Fundada suspeita na jurisprudência

Tamanha é a incerteza quanto ao pressuposto da fundada suspeita que esse assunto alcançou discussão junto ao Supremo Tribunal Federal (STF). Em resumo, o impetrante do Habeas Corpus (HC) 81.305, sentiu-se extremamente humilhado com uma suposta situação vexatória em função de uma abordagem e busca pessoal policial que se submeteu. Tal situação chegou ao Supremo que determinou o arquivamento do processo. Na dicção do STF:

A fundada suspeita prevista no art. 244 do CPP não pode fundar-se em parâmetros unicamente subjetivos exigindo elementos concretos que indiquem a necessidade de revista, em face do constrangimento que causa. Ausência, no caso de elementos dessa natureza, que não se pode ter por configurados na alegação de que trajava, o paciente, um blusão suscetível de esconder uma arma, sob risco de referendo a condutas arbitrárias ofensivas a direitos e garantias individuais e caracterizadoras de abuso de poder[11].

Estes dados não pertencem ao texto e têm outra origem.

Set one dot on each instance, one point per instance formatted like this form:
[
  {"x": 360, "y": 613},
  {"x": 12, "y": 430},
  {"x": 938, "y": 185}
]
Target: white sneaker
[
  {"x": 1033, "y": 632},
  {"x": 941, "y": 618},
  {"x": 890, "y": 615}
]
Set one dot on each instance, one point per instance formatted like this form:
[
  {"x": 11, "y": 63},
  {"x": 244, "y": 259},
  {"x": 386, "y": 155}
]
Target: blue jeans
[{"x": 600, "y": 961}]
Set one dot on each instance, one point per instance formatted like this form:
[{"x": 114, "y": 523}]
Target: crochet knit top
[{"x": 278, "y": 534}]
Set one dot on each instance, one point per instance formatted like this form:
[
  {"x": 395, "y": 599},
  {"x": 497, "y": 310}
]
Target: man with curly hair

Com efeito, caracterizar a fundada suspeita sob o enfoque exclusivamente subjetivo do policial ostensivo não basta para legitimar a busca pessoal. Contudo, a vagueza do termo inevitavelmente ensejará interpretações equivocadas dos agentes ostensivos, o que não quer dizer que o possível vício de interpretação configure arbitrariedade.

No acórdão proferido pelo Relator: Silvio Barbosa dos Santos da 2ª turma do TJDFT[12] foram apontadas quatro vertentes para motivar o livre convencimento daquele julgador:

APELAÇÃO CRIMINAL. DESOBEDIÊNCIA. SUBMISSÃO DE TODOS OS FREQUENTADORES DO LOCAL A BUSCA PESSOAL. NEGATIVA DO RÉU A PERMITIR A REVISTA. DÚVIDA ACERCA DA EXISTÊNCIA DE FUNDADA SUSPEITA PARA AUTORIZAR A BUSCA.  DENÚNCIA ANÔNIMA. RECURSO PROVIDO.

1. A busca pessoal é um meio de prova previsto no artigo 240, parágrafo 2º, do Código de Processo Penal, cuja realização independe de mandado (artigo 244 do Código de Processo Penal), condicionada a fundada suspeita de que o sujeito oculte consigo arma proibida ou objetos ou papeis que constituam corpo de delito.

2. Em atenção ao aspecto invasivo e vexatório do procedimento, a própria lei reforça que a suspeita de que o indivíduo esteja ocultando consigo algum dos materiais previstos no dispositivo deve ser "fundada", ou seja, é necessário que exista indício concreto de ocorrência de alguma das situações que autorizam a busca pessoal, evitando-se submeter pessoas aleatoriamente a revista pessoal.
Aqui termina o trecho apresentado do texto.